The intelligentsia was systematically exterminated. Even if they weren’t sentenced to death, they were imprisoned, silenced, and portrayed in such a way that our greatest patriots and heroes were turned into enemies of the people. Take, for instance, the persecution of Ivan Mazepa—an educated man, a patron of the arts, and a patriot, who was made out to be a villain. All patriots, if you look at them from the earliest times, were enemies of the empire, but they were portrayed as enemies of the people. I remember a university lecturer speaking about Vasyl Symonenko, one of my favorite poets: “Well, there’s still a nationalist tinge to Symonenko’s poetry.” This systematic policy is still being carried out today in the occupied territories.
And what are we guilty of? We are guilty of being divided. If in our historical past we had only heroes and no traitors, we wouldn’t find ourselves in the situation we’re in today. Betrayers and personal ambitions have always interfered—from the time of the Cossack elite, who quarreled among themselves, to later periods as well.

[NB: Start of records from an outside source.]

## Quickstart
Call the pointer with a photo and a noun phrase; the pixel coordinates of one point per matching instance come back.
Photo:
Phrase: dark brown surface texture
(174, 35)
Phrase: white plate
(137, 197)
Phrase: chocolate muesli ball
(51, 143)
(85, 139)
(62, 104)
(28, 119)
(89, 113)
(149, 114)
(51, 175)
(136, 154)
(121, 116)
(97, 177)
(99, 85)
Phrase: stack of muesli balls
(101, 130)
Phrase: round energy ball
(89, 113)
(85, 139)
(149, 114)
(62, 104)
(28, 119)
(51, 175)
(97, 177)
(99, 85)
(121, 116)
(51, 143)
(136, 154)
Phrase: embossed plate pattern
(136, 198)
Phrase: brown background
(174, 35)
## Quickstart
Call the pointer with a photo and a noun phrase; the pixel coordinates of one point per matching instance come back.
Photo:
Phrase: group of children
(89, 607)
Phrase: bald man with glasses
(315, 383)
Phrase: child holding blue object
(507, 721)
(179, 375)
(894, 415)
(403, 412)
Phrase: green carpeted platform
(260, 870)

We have constantly been assigned labels: some were called “Banderites,” others “Moskals,” and we were divided along the Dnipro River, and not just along the Dnipro. Yet, despite who we were under and for how long—be it under Poland, Austria-Hungary, or Moscow—we never lost the sense that we are one people. And now, we feel this more strongly than ever.
Today, alongside Ukrainians on the front, there are Crimean Tatars, Russians, and many people of other nationalities fighting. Don’t be surprised that we often talk about the nation. Because it’s important now; we need to restore our identity. That’s why national education has become a priority. But we must also foster tolerance and respect for others. I repeat: there, on the front lines, shoulder to shoulder, stand people defending our land who are not all Ukrainian speakers, and not all of the same faith. But they all live on this land, love it, and are ready to give their lives for it.
My father also believed that we should seek not confrontation but unity—our salvation and strength lie in it. And I think: Lord, how hard it is, but in this crucible, You must have Your divine plan—to unite us.